In our increasingly computerized world more and more data is being put into computers that was traditionally stored in non digital mediums such as file cabinets and storage warehouses. However with the advent of computers and their penetration of every aspect of life this data is being stored more and more frequently on computers and in databases and data storage warehouses. This proliferation of digital information has required dramatic advancements in the field of data management.

Data management is the processes, software, and practices for the storage, protection, and retrieval of data in a digital format. How each individual business handles data management is as varied as those businesses themselves, but there are a few things that any company that is handling customer and business data must keep in mind in regards to data management.

The first thing any data management system must do is actually store the data. This is a process involving collecting the data, cleaning it of any erroneous data or unnecessary data, and then storing it for later retrieval. There are dozens of ways to store data ranging from the simple Microsoft Excel worksheet all the way to cutting edge RDF (Resource Description Framework) semantic databases. Each of these storage technologies has advantages and limitations.

Microsoft Excel worksheets are terrific for storing small amounts of data that does not need to be shared by a large number of people. The advantage of Excel worksheets is that most employees are familiar with the process of creating and sharing them. There are a few major disadvantages to this format however, one of the most severe of those is that there is a limit as to how much data can be stored in an Excel worksheet and they can generally only be edited by one employee at a time.

On the other end of the spectrum you have advanced or even experimental technologies such as the Resource Description Framework, or RDF. This format uses a semantic vocabulary usually stored in triples of subject, predicate, object. For example Steve isCustomerOf BobCo. This format has the advantage of being completely unambiguous. This clarity allows application developers to make assumptions they can not make with other storage technologies. The primary problems with RDF however is that the technology is not particularly mature, lacking many of the optimizations and improvements that more mature technologies like SQL have. It also uses up a tremendous amount of disk space compared to other data management technologies.
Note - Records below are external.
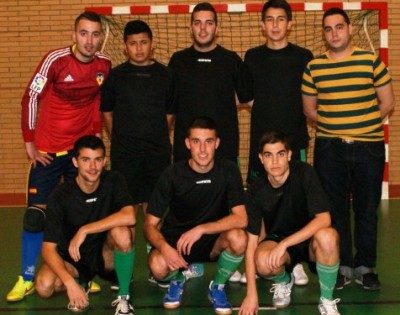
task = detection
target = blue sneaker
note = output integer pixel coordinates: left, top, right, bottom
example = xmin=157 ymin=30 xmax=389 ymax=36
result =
xmin=208 ymin=281 xmax=232 ymax=314
xmin=182 ymin=264 xmax=204 ymax=280
xmin=163 ymin=280 xmax=184 ymax=309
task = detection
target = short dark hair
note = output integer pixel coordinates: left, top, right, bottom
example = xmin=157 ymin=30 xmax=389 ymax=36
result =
xmin=75 ymin=11 xmax=101 ymax=29
xmin=124 ymin=20 xmax=153 ymax=42
xmin=322 ymin=7 xmax=351 ymax=27
xmin=74 ymin=135 xmax=106 ymax=158
xmin=258 ymin=131 xmax=290 ymax=153
xmin=261 ymin=0 xmax=293 ymax=21
xmin=186 ymin=116 xmax=218 ymax=137
xmin=190 ymin=2 xmax=218 ymax=25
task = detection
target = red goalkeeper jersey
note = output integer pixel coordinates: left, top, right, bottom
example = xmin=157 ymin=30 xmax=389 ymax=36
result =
xmin=21 ymin=47 xmax=111 ymax=153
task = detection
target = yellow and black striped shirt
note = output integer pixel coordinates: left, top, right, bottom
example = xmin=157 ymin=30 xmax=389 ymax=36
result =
xmin=302 ymin=47 xmax=391 ymax=141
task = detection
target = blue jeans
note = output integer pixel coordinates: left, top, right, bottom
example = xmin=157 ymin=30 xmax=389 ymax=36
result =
xmin=314 ymin=138 xmax=385 ymax=268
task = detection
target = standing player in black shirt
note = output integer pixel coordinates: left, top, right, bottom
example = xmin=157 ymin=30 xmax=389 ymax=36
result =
xmin=35 ymin=136 xmax=135 ymax=315
xmin=101 ymin=20 xmax=174 ymax=217
xmin=145 ymin=117 xmax=247 ymax=314
xmin=244 ymin=0 xmax=313 ymax=183
xmin=169 ymin=2 xmax=247 ymax=163
xmin=239 ymin=132 xmax=340 ymax=315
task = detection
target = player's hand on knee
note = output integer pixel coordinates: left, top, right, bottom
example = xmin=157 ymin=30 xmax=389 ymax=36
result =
xmin=176 ymin=227 xmax=203 ymax=255
xmin=68 ymin=230 xmax=86 ymax=261
xmin=162 ymin=246 xmax=188 ymax=270
xmin=67 ymin=282 xmax=89 ymax=312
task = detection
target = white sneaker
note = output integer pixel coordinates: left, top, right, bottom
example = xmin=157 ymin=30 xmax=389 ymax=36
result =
xmin=292 ymin=264 xmax=308 ymax=285
xmin=318 ymin=298 xmax=340 ymax=315
xmin=229 ymin=270 xmax=242 ymax=283
xmin=182 ymin=263 xmax=204 ymax=280
xmin=269 ymin=277 xmax=294 ymax=308
xmin=111 ymin=295 xmax=135 ymax=315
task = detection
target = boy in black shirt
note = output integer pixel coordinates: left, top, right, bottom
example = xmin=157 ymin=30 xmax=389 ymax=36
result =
xmin=35 ymin=136 xmax=135 ymax=315
xmin=145 ymin=117 xmax=247 ymax=314
xmin=239 ymin=132 xmax=340 ymax=315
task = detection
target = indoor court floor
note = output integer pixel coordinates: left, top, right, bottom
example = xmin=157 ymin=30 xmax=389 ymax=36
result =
xmin=0 ymin=200 xmax=400 ymax=315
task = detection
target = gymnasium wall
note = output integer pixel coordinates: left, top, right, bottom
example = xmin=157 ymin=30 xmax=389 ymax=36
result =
xmin=0 ymin=0 xmax=400 ymax=206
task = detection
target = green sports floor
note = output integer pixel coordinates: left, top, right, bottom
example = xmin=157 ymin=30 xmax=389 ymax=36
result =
xmin=0 ymin=200 xmax=400 ymax=315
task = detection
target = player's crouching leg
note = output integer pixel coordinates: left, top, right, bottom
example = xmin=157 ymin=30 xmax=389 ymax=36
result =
xmin=208 ymin=229 xmax=247 ymax=314
xmin=109 ymin=227 xmax=135 ymax=315
xmin=312 ymin=228 xmax=340 ymax=315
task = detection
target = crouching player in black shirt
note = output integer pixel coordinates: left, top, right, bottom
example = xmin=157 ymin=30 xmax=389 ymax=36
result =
xmin=239 ymin=132 xmax=340 ymax=315
xmin=36 ymin=136 xmax=135 ymax=315
xmin=144 ymin=117 xmax=247 ymax=314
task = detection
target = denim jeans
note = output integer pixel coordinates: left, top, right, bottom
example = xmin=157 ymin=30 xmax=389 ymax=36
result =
xmin=314 ymin=138 xmax=385 ymax=268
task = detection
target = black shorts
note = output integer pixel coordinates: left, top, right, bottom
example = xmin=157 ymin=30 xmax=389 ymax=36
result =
xmin=111 ymin=155 xmax=171 ymax=204
xmin=263 ymin=235 xmax=316 ymax=273
xmin=164 ymin=234 xmax=220 ymax=263
xmin=60 ymin=246 xmax=117 ymax=283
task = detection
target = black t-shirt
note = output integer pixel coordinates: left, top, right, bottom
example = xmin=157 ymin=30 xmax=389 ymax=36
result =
xmin=244 ymin=43 xmax=313 ymax=156
xmin=44 ymin=171 xmax=133 ymax=260
xmin=147 ymin=159 xmax=244 ymax=236
xmin=100 ymin=62 xmax=174 ymax=158
xmin=169 ymin=45 xmax=248 ymax=161
xmin=246 ymin=161 xmax=330 ymax=237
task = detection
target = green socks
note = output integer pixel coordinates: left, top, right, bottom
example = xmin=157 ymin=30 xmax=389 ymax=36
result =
xmin=213 ymin=250 xmax=243 ymax=284
xmin=317 ymin=262 xmax=339 ymax=300
xmin=114 ymin=248 xmax=136 ymax=295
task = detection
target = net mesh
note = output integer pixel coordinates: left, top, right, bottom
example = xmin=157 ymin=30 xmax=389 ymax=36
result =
xmin=98 ymin=10 xmax=380 ymax=178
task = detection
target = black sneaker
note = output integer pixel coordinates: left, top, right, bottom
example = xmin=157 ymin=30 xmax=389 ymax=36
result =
xmin=335 ymin=273 xmax=351 ymax=290
xmin=356 ymin=272 xmax=381 ymax=291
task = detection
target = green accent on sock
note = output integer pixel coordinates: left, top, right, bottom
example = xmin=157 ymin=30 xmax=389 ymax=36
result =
xmin=300 ymin=149 xmax=307 ymax=162
xmin=317 ymin=262 xmax=339 ymax=300
xmin=161 ymin=270 xmax=185 ymax=282
xmin=114 ymin=248 xmax=136 ymax=295
xmin=213 ymin=250 xmax=243 ymax=284
xmin=270 ymin=269 xmax=292 ymax=283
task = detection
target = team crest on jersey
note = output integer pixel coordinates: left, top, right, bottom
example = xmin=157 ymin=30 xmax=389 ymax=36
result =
xmin=96 ymin=72 xmax=104 ymax=85
xmin=30 ymin=73 xmax=47 ymax=93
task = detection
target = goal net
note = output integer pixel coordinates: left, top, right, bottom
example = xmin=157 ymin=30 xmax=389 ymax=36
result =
xmin=86 ymin=2 xmax=387 ymax=195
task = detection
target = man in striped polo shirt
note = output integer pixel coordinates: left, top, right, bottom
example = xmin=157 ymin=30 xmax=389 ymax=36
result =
xmin=302 ymin=8 xmax=394 ymax=290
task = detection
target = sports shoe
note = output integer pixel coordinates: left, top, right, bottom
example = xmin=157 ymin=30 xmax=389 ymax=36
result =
xmin=335 ymin=273 xmax=351 ymax=290
xmin=292 ymin=264 xmax=308 ymax=285
xmin=67 ymin=281 xmax=92 ymax=313
xmin=269 ymin=276 xmax=294 ymax=308
xmin=89 ymin=281 xmax=101 ymax=293
xmin=318 ymin=298 xmax=340 ymax=315
xmin=356 ymin=272 xmax=381 ymax=291
xmin=163 ymin=280 xmax=184 ymax=309
xmin=228 ymin=270 xmax=242 ymax=283
xmin=208 ymin=281 xmax=232 ymax=314
xmin=148 ymin=274 xmax=169 ymax=289
xmin=111 ymin=295 xmax=135 ymax=315
xmin=67 ymin=303 xmax=89 ymax=313
xmin=182 ymin=264 xmax=204 ymax=280
xmin=110 ymin=279 xmax=119 ymax=291
xmin=6 ymin=276 xmax=35 ymax=302
xmin=240 ymin=272 xmax=258 ymax=284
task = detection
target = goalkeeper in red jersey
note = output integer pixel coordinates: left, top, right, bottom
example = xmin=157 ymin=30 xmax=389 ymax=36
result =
xmin=6 ymin=12 xmax=111 ymax=302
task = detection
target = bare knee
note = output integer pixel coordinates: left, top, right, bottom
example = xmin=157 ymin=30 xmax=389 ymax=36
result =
xmin=225 ymin=229 xmax=247 ymax=256
xmin=110 ymin=226 xmax=133 ymax=252
xmin=148 ymin=249 xmax=170 ymax=280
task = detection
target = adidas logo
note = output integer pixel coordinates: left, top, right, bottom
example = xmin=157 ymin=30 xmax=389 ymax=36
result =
xmin=64 ymin=74 xmax=74 ymax=82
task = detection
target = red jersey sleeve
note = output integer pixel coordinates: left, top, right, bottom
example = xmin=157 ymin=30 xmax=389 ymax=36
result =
xmin=21 ymin=47 xmax=70 ymax=142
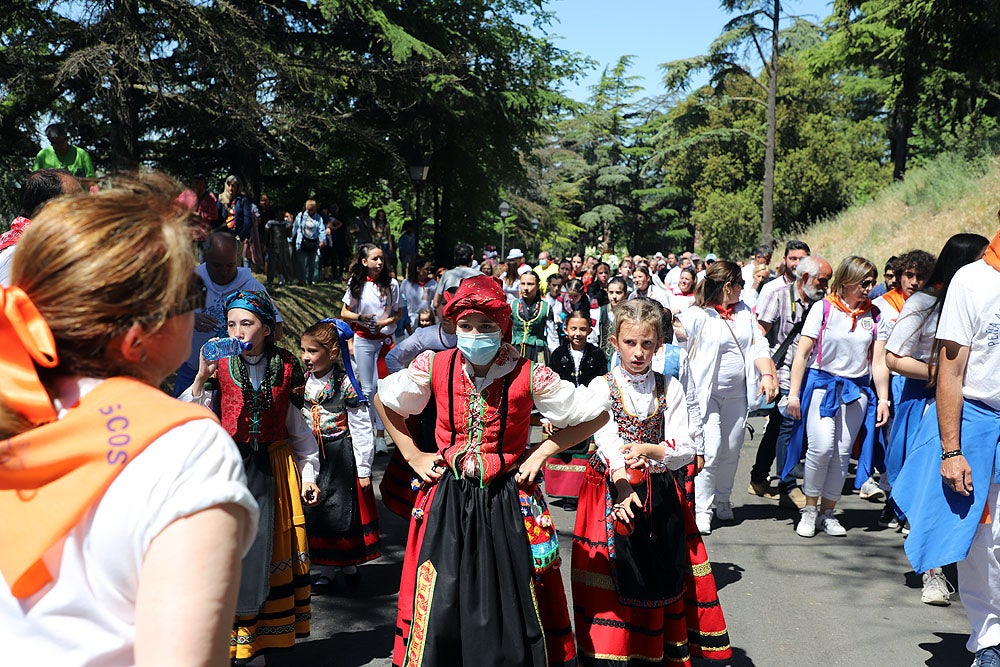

Once your data is stored, the next step in data management is protection. Data is always stored for a reason and losing that data could at best cost you time and money to recreate it, and at worst could cost your company millions in legal fees due to a data breach or government regulations on data storage.

One of the first things to keep in mind when it comes to protection in data management is backups and replication. By keeping copies of your data in secure locations spread around the country or even the world ensures that no single natural disaster (aside from ones so large that it really doesn't matter anymore) will ever wipe out all of your data in one fell swoop. While keeping backups on site is always a good idea, keeping backups in different geographic locations is a major step in data protection.

Also important in protecting your data is ensuring that it can only be accessed by those who need to access it. Anti virus software, firewalls, and other protections can help insulate your data from attacks by an outside source. It is also important to limit and track which employees can access the data. More than one company has had a client list stolen or unreleased code "leaked" by a terminated employee. It's also a good idea to make a termination decision the day before and ensure that a terminated employee does not have any access when he walks into the building the next day.

Finally, an often overlooked step in data management is actually retrieving and using the stored data. Data that your company has stored for months or even years is completely useless if it can not be located and retrieved when you need it. In general whoever was responsible for storing the data originally is also responsible for designing a method of retrieving the data. However that is not always the case and you may find yourself in a situation where you need to create a new program to retrieve data that you've been storing for years.

It is also important to note that you should never assume data is being stored properly. Good data management will always include verification at regular intervals that your data is being stored and is in the format that you are expecting. There is no guarantee that a data input will stay the same forever.